Shaking up the Pinellas Democrats
August 27, 2008 at 3:56 pm by Wayne GarciaQuietly, behind the scenes in yesterday’s elections, there was a coup among Pinellas Democrats. The victim was party chairwoman, Toni Molinaro, who was generally credited with increasing the local party’s coffers and keeping infighting to a minimum.
Molinaro was defeated in an election in her south St. Petersburg neighborhood for precinct committeewoman by Blanche L. Ganey (described in news accounts as a church administrator and Obama supporter), by a vote of 88-40. In order to remain as chairwoman at the party’s December reorganizational meeting, Molinaro had to be an elected precinct committeewoman.

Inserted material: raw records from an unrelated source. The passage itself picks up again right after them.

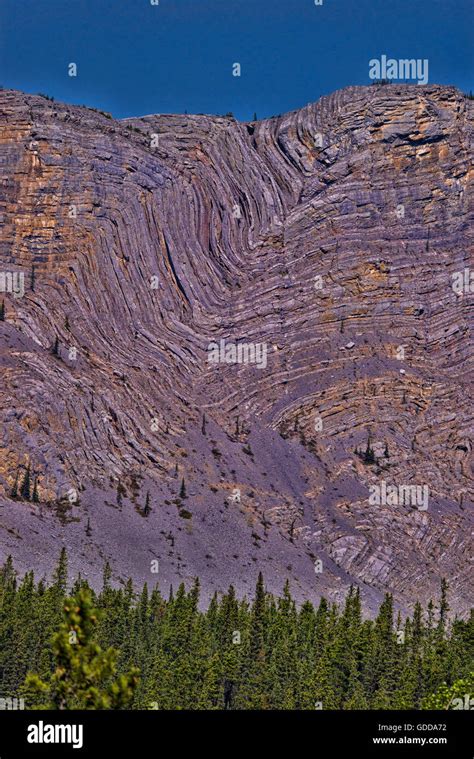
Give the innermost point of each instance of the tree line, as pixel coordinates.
(69, 647)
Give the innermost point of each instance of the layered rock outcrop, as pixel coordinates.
(322, 249)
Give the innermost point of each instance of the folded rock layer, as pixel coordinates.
(232, 335)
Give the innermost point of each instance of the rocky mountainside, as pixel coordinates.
(238, 346)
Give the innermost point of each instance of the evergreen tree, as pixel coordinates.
(84, 676)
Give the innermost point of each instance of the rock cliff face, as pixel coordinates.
(278, 313)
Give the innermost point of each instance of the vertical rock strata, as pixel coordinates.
(331, 238)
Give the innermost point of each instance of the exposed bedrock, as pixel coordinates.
(280, 313)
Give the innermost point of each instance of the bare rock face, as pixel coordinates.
(265, 327)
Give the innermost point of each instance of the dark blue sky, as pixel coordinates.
(134, 58)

At least partially behind the back-door ouster of Molinaro was the man she replaced in 2006, former St. Pete mayoral candidate Ed Helm.

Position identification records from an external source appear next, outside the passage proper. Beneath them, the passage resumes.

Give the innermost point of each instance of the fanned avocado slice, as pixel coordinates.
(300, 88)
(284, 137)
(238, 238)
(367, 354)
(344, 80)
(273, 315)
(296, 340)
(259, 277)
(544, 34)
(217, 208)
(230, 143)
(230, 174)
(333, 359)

“I’m looking for new leadership,” Helm told me this afternoon.
The Pinellas Democratic Executive Committee for years has been among the most contentious and controversial in of the DEC’s in the state, with wild swings from faction. Helm’s five-month term was among the wildest, with accusations that his wife’s PAC violated elections laws and his own actions in endorsing some Democrats over others drawing the attention and censure of the state party, which withheld money from the Pinellas organization.

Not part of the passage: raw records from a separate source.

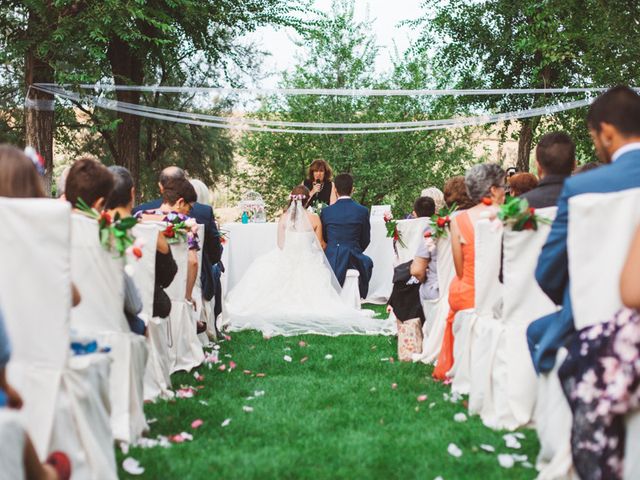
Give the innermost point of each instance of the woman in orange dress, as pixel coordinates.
(486, 187)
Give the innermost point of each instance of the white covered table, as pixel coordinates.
(248, 241)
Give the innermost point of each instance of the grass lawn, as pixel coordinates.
(320, 418)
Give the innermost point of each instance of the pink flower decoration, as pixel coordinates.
(196, 423)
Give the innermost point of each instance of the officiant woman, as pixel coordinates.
(319, 181)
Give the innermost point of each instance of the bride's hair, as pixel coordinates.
(298, 193)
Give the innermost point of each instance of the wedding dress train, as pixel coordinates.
(292, 290)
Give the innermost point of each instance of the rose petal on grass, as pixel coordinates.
(454, 450)
(132, 466)
(505, 460)
(460, 417)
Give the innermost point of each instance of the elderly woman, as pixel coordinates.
(486, 187)
(320, 184)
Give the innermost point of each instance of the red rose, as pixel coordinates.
(169, 231)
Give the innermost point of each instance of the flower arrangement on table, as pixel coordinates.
(441, 222)
(181, 228)
(519, 216)
(392, 231)
(115, 233)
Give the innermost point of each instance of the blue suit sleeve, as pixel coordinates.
(365, 234)
(552, 272)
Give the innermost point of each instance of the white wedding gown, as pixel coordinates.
(292, 291)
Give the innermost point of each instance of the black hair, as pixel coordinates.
(618, 106)
(424, 207)
(556, 153)
(120, 196)
(344, 184)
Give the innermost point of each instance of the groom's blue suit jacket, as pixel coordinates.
(549, 333)
(347, 232)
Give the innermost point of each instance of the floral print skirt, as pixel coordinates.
(601, 380)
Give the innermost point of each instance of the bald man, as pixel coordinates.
(203, 214)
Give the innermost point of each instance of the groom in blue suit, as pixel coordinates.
(614, 125)
(347, 232)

When she beat him out for the job, Molinaro told the St. Petersburg Times, “He alienates people, and he alienates good people.”
Looks like payback is a bitch.
Helm and his band of stalwart progressives used a little known state law that sees local political parties disbanded and reorganized every presidential election year. Only those people who signed notarized oaths during a weeklong window in June of this year could run for precinct positions that would give them a vote during the December reorganizational meeting. Not that Helm can take all the credit; the Barack Obama campaign has also been working hard to fill those precinct committeemen and committeewomen slots as part of its election strategy. The campaign had sent out at least two e-mails to local supporter alerting them to the signup procedure.
Nothing in the Obama effort, however, seemed to target Molinaro.
Helm said his dissatisfaction with Molinaro is because she didn’t recruit a full slate of Democratic challengers for the offices that were on this year’s ballot and because of a drop in precinct leaders in the party, from 350 during his term to less than 200 today. “We still aren’t doing what a good party does; recruiting good candidates and running those candidates,” Helm said.
I have not been able to reach Molinaro for comment. I’ll post it here when I do.
Democrats who work behind the scenes bemoaned the ouster.
“I’ve never seen anybody work so hard and get so much done and accomplish so much,” consultant Mitch Kates said. “If that is truly what happened, then it shows how their personal agendas are ahead of the party. That’s somebody’s personal agenda, and it’s sad.”
That leaves the Pinellas Democrats again on the verge of factionalism, just as their greatest chance for a Democratic president in eight years comes barreling toward them.